Leave them in the background for a few minutes, and you will see that, according to Activity Monitor, not only are all four still running, but all four are now in App Nap, irrespective of their NSAppSleepDisabled flags. Prior to that, the two which had apparently ‘quit’ (but had actually become undead) had been undead but not in App Nap, a state which is normally transient.

The final lesson about undead apps comes when you want to be rid of them. Although you can of course force them to quit, on this occasion be nice, and use their Quit command. You now have two apps which have really quit and gone, but two which are undead, and not readily accessible using standard tools such as the Dock or App Switcher. The simplest way is to open their original apps – provided that you are sure that you open the correct version! They appear to load instantly, as they are actually still there, of course.

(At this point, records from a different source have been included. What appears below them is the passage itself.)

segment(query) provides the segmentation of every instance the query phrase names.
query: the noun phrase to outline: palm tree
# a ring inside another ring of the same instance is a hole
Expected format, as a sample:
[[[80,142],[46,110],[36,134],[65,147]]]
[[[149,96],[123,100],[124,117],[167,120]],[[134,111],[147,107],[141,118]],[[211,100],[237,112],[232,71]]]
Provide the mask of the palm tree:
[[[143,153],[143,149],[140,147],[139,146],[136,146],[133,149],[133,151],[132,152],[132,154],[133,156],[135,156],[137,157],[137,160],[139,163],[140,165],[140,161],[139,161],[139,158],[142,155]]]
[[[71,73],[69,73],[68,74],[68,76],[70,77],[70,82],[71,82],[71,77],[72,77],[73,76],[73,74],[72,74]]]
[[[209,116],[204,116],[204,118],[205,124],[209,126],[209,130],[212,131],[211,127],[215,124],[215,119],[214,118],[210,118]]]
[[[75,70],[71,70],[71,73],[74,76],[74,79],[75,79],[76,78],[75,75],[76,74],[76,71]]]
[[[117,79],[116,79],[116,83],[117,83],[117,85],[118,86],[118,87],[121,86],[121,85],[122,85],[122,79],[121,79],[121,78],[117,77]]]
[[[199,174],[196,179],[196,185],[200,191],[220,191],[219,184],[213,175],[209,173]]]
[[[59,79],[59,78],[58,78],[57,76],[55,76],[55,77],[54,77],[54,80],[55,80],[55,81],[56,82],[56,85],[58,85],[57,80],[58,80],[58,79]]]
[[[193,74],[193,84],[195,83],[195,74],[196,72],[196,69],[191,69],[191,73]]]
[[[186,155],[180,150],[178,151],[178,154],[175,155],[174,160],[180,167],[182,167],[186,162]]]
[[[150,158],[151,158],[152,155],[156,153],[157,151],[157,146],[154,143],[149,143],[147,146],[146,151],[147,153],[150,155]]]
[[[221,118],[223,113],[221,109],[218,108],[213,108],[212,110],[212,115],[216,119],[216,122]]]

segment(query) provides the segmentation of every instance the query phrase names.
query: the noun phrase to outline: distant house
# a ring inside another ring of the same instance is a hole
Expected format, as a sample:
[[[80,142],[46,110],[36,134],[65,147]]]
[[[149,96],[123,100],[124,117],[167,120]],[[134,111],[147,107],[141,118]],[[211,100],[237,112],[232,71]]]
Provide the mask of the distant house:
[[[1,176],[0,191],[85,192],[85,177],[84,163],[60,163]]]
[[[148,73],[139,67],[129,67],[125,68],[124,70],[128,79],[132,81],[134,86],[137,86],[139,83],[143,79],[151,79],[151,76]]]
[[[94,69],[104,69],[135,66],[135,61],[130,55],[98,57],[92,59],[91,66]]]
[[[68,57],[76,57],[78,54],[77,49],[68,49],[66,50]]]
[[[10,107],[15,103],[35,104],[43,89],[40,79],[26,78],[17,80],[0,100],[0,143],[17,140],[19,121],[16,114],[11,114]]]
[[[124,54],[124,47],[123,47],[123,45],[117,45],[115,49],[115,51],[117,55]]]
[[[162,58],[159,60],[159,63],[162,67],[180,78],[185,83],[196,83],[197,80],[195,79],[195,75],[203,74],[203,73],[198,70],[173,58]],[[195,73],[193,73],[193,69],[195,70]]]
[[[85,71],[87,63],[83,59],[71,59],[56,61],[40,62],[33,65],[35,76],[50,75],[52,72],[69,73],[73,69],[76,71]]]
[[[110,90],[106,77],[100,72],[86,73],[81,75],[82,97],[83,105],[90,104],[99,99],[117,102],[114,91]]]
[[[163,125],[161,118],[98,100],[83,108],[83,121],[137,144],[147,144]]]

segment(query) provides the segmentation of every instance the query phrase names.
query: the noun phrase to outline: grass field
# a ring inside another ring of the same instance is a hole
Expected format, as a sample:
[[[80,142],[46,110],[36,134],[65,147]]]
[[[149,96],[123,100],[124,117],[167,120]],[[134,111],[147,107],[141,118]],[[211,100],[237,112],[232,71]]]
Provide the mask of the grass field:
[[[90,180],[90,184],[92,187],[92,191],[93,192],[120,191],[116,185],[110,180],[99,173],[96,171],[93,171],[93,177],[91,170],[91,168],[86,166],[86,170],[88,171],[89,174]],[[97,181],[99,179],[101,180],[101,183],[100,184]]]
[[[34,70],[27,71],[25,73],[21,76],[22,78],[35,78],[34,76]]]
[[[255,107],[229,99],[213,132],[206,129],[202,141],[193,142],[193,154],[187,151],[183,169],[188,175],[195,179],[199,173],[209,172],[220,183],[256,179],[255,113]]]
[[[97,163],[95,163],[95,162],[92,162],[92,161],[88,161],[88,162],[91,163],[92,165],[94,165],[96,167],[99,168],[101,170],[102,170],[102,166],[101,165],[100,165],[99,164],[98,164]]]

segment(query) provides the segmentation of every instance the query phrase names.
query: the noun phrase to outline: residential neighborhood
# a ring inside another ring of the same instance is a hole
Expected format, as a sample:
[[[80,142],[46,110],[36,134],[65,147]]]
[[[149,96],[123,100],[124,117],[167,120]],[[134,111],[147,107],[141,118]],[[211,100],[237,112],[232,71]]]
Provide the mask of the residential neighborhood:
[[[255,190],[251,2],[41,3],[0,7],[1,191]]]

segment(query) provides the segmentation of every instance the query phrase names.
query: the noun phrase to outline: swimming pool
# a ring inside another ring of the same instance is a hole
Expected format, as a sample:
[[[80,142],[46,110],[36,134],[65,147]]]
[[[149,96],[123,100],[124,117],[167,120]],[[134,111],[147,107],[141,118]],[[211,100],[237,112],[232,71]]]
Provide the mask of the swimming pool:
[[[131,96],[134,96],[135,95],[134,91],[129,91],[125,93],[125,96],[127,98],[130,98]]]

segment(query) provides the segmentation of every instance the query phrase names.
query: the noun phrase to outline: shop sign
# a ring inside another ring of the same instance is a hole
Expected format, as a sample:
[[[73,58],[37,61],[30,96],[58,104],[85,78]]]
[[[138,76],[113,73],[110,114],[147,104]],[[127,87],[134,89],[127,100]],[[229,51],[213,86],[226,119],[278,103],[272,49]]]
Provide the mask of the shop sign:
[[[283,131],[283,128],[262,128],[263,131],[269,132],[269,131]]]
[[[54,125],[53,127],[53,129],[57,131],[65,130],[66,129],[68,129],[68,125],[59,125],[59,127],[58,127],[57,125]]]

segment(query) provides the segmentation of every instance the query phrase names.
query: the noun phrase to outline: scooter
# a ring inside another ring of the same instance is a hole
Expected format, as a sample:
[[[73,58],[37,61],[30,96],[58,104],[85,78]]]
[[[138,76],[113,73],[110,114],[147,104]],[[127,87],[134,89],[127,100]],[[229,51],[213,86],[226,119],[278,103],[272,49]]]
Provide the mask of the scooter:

Finally use their Quit command to properly quit each.

When an app’s NSSupportsAutomaticTermination flag is true, if left in the background with no windows open, it will become an undead app.

This only applies to proper apps, and not to command tools, which have to be managed in Terminal.

To recap and update my listing of app states, there are now four basic states for any app in macOS:

  • Running and not napping,
  • Running, in App Nap, and still fully accessible,
  • Running, in App Nap (or shortly to go into it), but hidden from normal user access – undead,
  • Not running at all.

I hope that meets with more general approval.